结果:发现集显示与DR发展相关的传统风险因素没有差异(即,年龄,疾病持续时间,HbA1c,血压,和肾小球滤过率)。在DR组与NDR组相比,三种神经酰胺(Cer)和七种鞘磷脂(SM)的水平显着降低,和一种磷脂酰胆碱(PC),两种溶血磷脂酰胆碱(LPC),和两个SM显著较高。此外,对验证样品组中这15种差异脂质分子的评估显示,DR组中有3种Cer和SM(d18:1/24:1)分子显著较低.排除其他混杂因素后(例如,性别,BMI,降脂药物治疗,和脂质水平),多因素Logistic回归分析显示,两种神经酰胺的丰度较低,即,Cer(d18:0/22:0)和Cer(d18:0/24:0),是T2DM患者发生DR的独立危险因素。
结论:脂质代谢紊乱与T2DM患者DR的发生密切相关。尤其是神经酰胺。我们的研究首次揭示Cer(d18:0/22:0)和Cer(d18:0/24:0)可能是诊断T2DM患者DR发生的潜在血清学标志物。为DR的早期诊断提供新思路。
方法:选择在西安交通大学第一附属医院内分泌科住院的622例T2DM患者作为发现集。根据DR的传统危险因素进行一对一的病例对照匹配(即年龄,糖尿病的持续时间,HbA1c水平,和高血压)。排除所有合并慢性肾脏病的病例,以消除混杂因素。共有42对成功配对。T2DM合并DR患者(DR组)为病例组,无DR的T2DM患者(NDR组)作为对照组。超高效液相色谱-质谱(LC-MS/MS)用于血清脂质组学分析,建立了偏最小二乘判别分析(PLS-DA)模型,根据投影中变量重要性(VIP)>1筛选差异脂质分子。选择另外531名T2DM患者作为验证组。接下来,对DR的传统危险因素进行1:1倾向评分匹配(PSM),NDR和DR组的95对配对成功.通过基于质谱的多反应监测(MRM)定量来验证筛选的差异脂质分子。

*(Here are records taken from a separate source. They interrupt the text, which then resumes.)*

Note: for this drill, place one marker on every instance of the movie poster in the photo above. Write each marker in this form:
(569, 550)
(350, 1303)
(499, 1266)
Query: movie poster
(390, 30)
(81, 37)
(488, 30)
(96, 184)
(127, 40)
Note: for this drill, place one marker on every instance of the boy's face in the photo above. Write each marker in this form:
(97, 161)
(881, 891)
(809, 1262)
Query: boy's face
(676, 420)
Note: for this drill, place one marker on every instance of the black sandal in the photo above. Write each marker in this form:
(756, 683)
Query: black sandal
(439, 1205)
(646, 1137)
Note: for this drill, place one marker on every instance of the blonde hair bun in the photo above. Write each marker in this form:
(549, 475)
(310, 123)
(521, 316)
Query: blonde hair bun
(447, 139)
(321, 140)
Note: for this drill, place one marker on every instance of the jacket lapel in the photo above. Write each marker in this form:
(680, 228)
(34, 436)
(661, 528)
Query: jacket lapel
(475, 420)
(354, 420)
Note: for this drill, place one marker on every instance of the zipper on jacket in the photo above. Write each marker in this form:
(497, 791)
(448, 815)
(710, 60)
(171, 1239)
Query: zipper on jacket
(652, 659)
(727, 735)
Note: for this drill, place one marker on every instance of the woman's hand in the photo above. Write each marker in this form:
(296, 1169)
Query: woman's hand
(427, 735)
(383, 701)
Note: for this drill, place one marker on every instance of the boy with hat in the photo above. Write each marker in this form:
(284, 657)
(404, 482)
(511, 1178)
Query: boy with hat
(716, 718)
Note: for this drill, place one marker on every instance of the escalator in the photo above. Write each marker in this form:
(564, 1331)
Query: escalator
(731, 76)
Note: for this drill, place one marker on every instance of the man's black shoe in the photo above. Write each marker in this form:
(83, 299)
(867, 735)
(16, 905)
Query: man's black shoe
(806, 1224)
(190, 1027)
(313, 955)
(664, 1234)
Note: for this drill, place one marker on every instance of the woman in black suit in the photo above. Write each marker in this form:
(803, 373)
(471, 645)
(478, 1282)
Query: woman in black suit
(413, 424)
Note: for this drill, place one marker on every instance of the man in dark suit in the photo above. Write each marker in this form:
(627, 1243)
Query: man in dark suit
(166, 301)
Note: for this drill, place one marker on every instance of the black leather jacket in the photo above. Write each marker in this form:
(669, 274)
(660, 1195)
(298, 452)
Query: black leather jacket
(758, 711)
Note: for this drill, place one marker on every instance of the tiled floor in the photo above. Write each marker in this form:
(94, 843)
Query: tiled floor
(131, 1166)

结果:发现集显示与DR发展相关的传统风险因素没有差异(即,年龄,疾病持续时间,HbA1c,血压,和肾小球滤过率)。在DR组与NDR组相比,三种神经酰胺(Cer)和七种鞘磷脂(SM)的水平显着降低,和一种磷脂酰胆碱(PC),两种溶血磷脂酰胆碱(LPC),和两个SM显著较高。此外,对验证样品组中这15种差异脂质分子的评估显示,DR组中有3种Cer和SM(d18:1/24:1)分子显著较低.排除其他混杂因素后(例如,性别,BMI,降脂药物治疗,和脂质水平),多因素Logistic回归分析显示,两种神经酰胺的丰度较低,即,Cer(d18:0/22:0)和Cer(d18:0/24:0),是T2DM患者发生DR的独立危险因素。
结论:脂质代谢紊乱与T2DM患者DR的发生密切相关。尤其是神经酰胺。我们的研究首次揭示Cer(d18:0/22:0)和Cer(d18:0/24:0)可能是诊断T2DM患者DR发生的潜在血清学标志物。为DR的早期诊断提供新思路。